An ISIS jihadist recently converted to Christianity after being left for dead near the Eastern border of Syria.
Suffering from multiple gunshot wounds after a clash between ISIS and Syrian Army forces, he was rescued by members of the Saint Dominican Catholic Presbytery of Ayyash, who had wanted to give him a proper Christian burial. Believing he was dead, they carried him over 26 km before he miraculously came back to life.
He told priest Hermann Groschlin of his visions whilst in his afterlife.
Being taught that to die as a martyr would open him the Gates of Jannah, or Gates of Heaven, “as he had started to ascend towards the light of the Heavens, devilish entities, or Jinns he calls them, appeared and led him to the fiery pits of Hell,” recalls the priest.
“There he had to relive all the pain he had inflicted upon others and every death he had caused throughout his entire life. He even had to relive the decapitations of his victims through their own eyes.”
The priest continued that God spoke to the ISIS jihadist and “told him that he had failed miserably as a human soul, that he would be banned from the Gates of Heaven if he chose to die, but that if he chose to live again, he would have another chance to repent of his sins and walk along God’s path once again.”
After the young man came back to life he converted to Christianity and is now living with the Christians who rescued him, hoping his story would convert other ISIS fighters.
Indeed, this testimony runs counter to ISIS narrative, especially one perpetrated by Ahlam al-Nasr who writes propaganda filled with seduction, deception, and glorification of violence and depravity as “the Poetess of the Islamic State.”
The Syrian-born 20-something has emerged as one of ISIS’s most important propagandists glorifying the jihadi message and seducing young minds with poetic praises for ISIS orcs as “lions” whose “fierce struggle” had “brought liberation” to Mosul, the “city of Islam.”
As Robyn Creswell and Bernard Haykel wrote in the New Yorker, jihadi poetry is a key recruitment tool romanticizing martyrdom.
Haykel also wrote in the June Princeton’s Alumni Weekly “these are not just gory beheading clips — they include a cappella chants, poetic odes, and scenes of battles interspersed with images of medieval knights on horses, clashing swords, and violent video-game scenes.”
However, as the ISIS militant rescued by the Christians discovered, there is no glory in institutional rape, murder, genocide, slavery, pedophilia, violence, preying on the weak and the helpless, abusing women and children, blowing up babies as a demo for combat training, robbery, wickedness and every abomination under the sun.
ISIS proclaims that all they do is for their god.
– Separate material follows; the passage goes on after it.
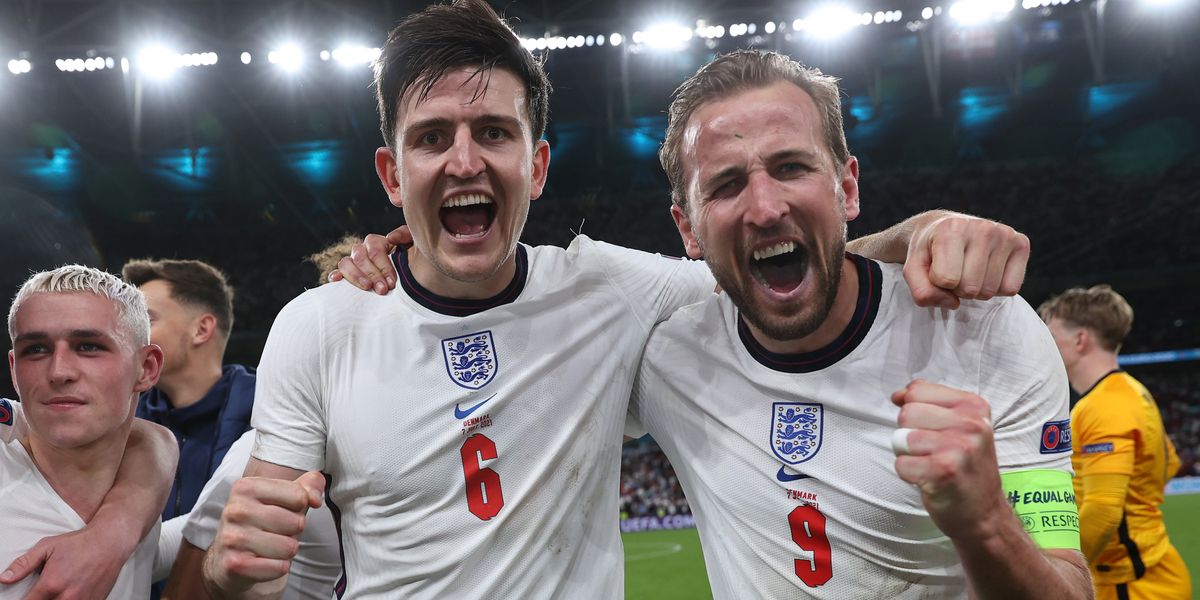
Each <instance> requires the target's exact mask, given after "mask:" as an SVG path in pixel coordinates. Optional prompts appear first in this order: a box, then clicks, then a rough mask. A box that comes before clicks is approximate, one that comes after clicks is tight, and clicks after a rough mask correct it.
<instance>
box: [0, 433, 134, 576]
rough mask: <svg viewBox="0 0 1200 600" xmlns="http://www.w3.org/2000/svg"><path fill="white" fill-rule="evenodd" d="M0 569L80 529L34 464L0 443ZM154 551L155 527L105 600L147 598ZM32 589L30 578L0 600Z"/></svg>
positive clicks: (8, 447) (77, 512) (19, 444)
But if God is love, it begs the question, which is the god that ISIS worships glorifying death and hate?
If God “is a father of the fatherless, a defender of widows” (Psalm 68:5), then who is the god that ISIS worships exalting ravaging of widows and slaughtering of orphans?
In the Book of Proverbs there is a warning regarding seduction by the likes of “the Poetess of Islamic State.”
“For the lips of an immoral woman drip honey,
and her mouth is smoother than oil;
But in the end she is bitter as wormwood,
Sharp as a two-edged sword.
Her feet go down to death,
Her steps lay hold of hell.” (Proverbs 5: 3-5)
If young men and women are seduced to join ISIS and partake in their jihad, they have been forewarned: like the ISIS militant who came back to life, rather than the expected non-smoking section, they may find out their paradise is in fact in the smoking section.